Neighborhood in New Haven, Connecticut

Dixwell is a neighborhood of New Haven, Connecticut. Named for Dixwell Avenue, the main thoroughfare of the neighborhood which in turn was named for regicide judge John Dixwell, it is situated generally northwest of and adjacent to Downtown New Haven.

The northern part of the official Dixwell neighborhood planning area is included within the Winchester Repeating Arms Company Historic District. This historic neighborhood also includes important and pioneering African American institutions, including the Dixwell Avenue Congregational United Church of Christ, St.
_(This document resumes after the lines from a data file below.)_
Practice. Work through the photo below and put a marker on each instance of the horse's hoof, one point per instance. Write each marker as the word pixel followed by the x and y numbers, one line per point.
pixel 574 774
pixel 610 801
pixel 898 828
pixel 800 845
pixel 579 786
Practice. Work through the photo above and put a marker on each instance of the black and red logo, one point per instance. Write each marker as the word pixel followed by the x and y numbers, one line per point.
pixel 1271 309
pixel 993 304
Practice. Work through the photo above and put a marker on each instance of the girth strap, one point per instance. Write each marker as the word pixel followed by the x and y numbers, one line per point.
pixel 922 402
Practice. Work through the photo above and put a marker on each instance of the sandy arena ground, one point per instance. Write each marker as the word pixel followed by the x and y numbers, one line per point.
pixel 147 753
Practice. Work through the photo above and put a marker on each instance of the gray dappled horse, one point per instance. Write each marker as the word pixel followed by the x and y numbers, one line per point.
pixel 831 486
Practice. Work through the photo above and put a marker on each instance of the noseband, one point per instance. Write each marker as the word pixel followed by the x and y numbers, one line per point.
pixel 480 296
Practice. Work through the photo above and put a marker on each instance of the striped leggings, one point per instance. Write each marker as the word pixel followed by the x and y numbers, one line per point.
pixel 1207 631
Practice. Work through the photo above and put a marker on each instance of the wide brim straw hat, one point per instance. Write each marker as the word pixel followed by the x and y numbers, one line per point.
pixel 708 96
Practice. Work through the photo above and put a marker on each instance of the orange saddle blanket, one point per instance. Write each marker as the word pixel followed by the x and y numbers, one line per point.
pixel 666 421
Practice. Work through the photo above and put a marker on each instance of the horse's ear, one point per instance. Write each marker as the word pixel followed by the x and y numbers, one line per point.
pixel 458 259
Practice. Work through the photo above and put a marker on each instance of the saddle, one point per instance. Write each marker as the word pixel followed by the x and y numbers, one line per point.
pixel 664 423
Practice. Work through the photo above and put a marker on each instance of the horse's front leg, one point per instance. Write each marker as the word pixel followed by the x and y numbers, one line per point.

Luke's Episcopal Church, and the former Goffe Street Special School for Colored Children. The historic New Haven Armory is also in this neighborhood.

Over the years, Yale University has expanded into Dixwell and the neighborhood contains Yale buildings including Morse College, Ezra Stiles College, Benjamin Franklin College, Pauli Murray College, Payne Whitney Gymnasium and Ingalls Rink. The Yale Police Department relocated its headquarters to the neighborhood in 2005.

Toad's Place concert venue and nightclub is located in Dixwell. The Farmington Canal runs through the neighborhood as well.

In 2020, the Dixwell community opened a skatepark in Scantlebury park.